Aggregated ribosomes.

Potential solution

Ribosomes often aggregate when the ribosome pellet is not fully suspended (Figure 5C). Sufficient time is needed for careful resuspension of ribosome pellets. Fully suspended ribosomes at the optimal concentration should resemble those shown in Figure 3B. Fully suspended ribosomes at low and high concentrations should be resemble those shown like in Figures 5D and 5E, respectively.

Problem 4

Cracked grids and wrinkled carbon film.

Potential solution

Cracked grids are often observed during cryo-EM data collection (Figures 6A and 6B). This occurs during blotting ribosome samples to grid. Usually, cracked girds can be discarded at the final screening step. However, if this occurs to all grids with no useful squares, blotting force should be reduced. Wrinkled carbon film is frequently observed when the grid is coated by graphene oxide (Figure 6C). Alternatively, carbon coating can be performed using plasma deposition. Either method is appropriate if it results in a single layer of carbon on the grid.

Figure 6.

Examples of poorly prepared EM grids

(A) A cracked and un-evenly blotted grid.
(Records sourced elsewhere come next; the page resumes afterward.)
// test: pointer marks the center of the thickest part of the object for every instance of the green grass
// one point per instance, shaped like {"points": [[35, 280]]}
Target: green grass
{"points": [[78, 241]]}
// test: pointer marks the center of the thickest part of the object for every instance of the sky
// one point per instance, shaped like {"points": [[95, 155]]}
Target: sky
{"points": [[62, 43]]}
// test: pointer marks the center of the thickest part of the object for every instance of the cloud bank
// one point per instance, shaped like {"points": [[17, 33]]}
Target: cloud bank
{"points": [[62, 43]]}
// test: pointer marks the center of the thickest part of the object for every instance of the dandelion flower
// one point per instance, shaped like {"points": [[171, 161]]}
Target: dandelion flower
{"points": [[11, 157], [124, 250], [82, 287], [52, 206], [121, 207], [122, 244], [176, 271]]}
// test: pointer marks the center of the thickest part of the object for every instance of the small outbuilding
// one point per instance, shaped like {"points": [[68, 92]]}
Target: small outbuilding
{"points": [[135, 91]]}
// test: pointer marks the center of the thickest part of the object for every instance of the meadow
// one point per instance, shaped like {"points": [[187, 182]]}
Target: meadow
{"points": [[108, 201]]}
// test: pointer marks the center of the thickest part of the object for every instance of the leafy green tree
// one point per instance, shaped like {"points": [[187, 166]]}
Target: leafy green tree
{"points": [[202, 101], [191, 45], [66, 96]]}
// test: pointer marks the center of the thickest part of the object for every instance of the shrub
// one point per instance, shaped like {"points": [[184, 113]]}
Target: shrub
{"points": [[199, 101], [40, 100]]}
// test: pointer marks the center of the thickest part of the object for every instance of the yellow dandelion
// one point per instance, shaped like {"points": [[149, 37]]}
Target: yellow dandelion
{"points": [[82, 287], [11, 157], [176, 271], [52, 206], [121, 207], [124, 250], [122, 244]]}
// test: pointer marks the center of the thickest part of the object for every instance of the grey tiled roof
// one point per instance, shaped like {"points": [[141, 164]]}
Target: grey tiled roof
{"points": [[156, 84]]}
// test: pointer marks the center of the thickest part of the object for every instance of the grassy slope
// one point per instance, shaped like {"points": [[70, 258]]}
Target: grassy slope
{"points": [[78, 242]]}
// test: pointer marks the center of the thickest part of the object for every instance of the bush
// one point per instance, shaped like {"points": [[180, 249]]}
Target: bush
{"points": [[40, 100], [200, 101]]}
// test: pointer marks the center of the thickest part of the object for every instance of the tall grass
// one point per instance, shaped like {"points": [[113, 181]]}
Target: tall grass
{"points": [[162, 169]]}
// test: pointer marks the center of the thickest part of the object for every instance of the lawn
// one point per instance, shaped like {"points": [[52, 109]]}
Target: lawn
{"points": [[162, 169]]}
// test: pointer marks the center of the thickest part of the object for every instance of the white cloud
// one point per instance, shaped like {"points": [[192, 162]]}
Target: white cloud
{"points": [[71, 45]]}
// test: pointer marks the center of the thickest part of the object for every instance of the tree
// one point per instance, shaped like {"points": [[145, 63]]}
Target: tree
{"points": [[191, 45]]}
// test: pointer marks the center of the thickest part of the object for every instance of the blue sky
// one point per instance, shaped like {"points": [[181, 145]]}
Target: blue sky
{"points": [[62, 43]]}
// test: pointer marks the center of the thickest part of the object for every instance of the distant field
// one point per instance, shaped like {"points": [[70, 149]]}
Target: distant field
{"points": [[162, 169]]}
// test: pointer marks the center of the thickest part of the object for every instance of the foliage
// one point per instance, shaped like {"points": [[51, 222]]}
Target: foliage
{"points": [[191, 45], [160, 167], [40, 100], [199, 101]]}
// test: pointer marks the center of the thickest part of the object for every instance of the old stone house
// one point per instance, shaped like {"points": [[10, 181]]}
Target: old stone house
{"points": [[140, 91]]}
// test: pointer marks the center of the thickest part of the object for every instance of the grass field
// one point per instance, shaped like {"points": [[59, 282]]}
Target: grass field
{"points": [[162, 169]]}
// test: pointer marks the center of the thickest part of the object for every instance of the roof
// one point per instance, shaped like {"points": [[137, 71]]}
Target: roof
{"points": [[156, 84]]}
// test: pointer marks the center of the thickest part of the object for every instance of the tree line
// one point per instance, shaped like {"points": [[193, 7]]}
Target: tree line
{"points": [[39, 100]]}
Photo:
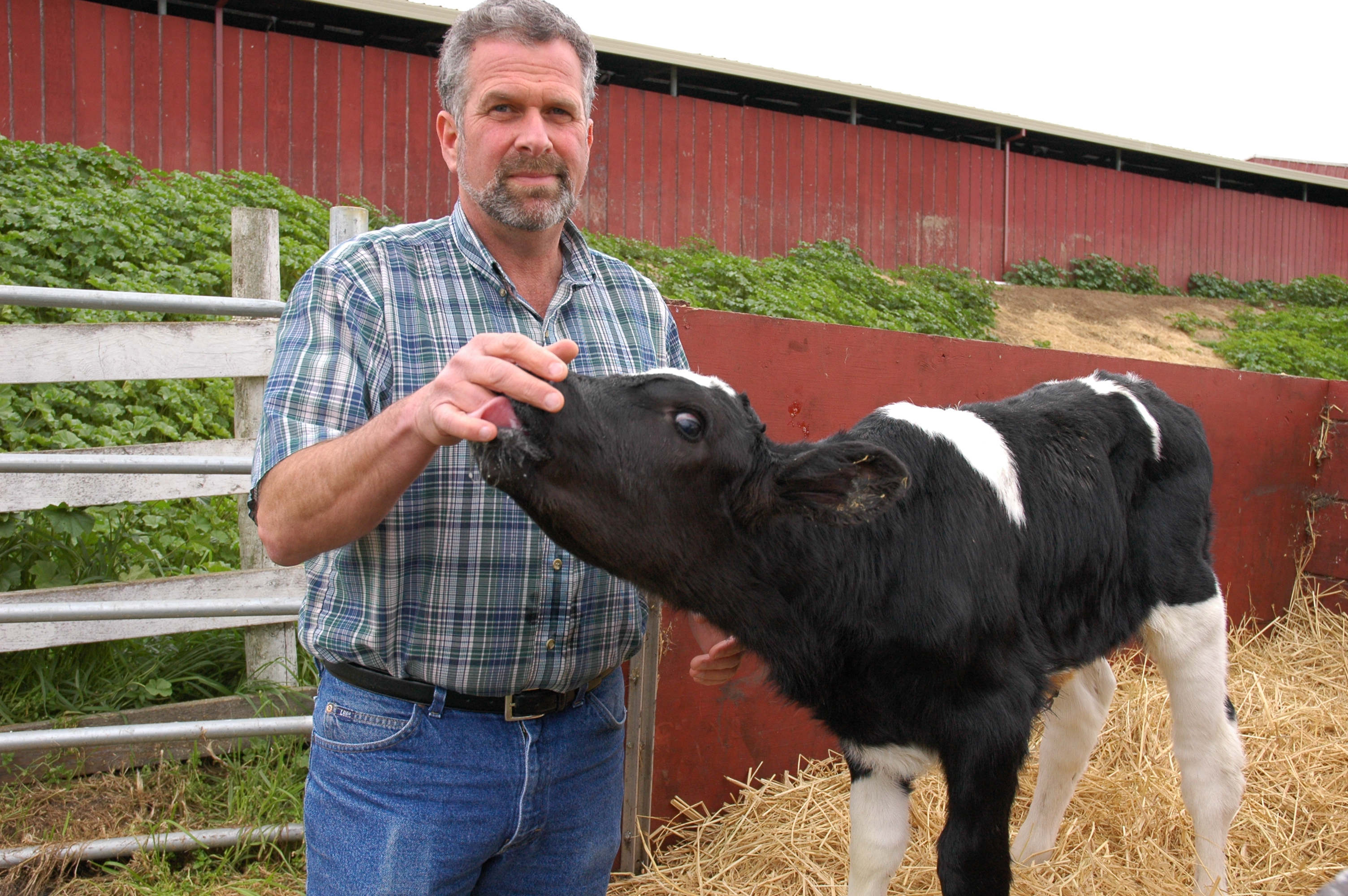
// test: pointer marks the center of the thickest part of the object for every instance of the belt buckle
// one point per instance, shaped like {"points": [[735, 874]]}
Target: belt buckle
{"points": [[510, 711]]}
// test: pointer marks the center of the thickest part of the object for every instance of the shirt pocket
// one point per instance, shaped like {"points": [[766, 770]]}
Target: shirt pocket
{"points": [[347, 731]]}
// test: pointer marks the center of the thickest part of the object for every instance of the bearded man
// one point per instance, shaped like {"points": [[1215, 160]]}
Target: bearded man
{"points": [[468, 723]]}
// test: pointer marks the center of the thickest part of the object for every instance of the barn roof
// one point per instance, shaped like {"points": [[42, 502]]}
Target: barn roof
{"points": [[742, 84]]}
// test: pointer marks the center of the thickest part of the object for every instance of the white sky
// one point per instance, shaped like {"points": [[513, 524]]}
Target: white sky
{"points": [[1231, 78]]}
(B) Grid square containing a crack and dust.

(C) Grid foil hole with wrinkled carbon film and micrograph.

Resource availability

Lead contact

Further information and requests for resources and reagents should be directed to and will be fulfilled by the lead contact, Yumi Kim (yumikim@ibs.re.kr).

Materials availability

This protocol did not generate new materials.

Data and code availability

The data from this study are available from the corresponding author upon reasonable request.

This study did not generate any new codes.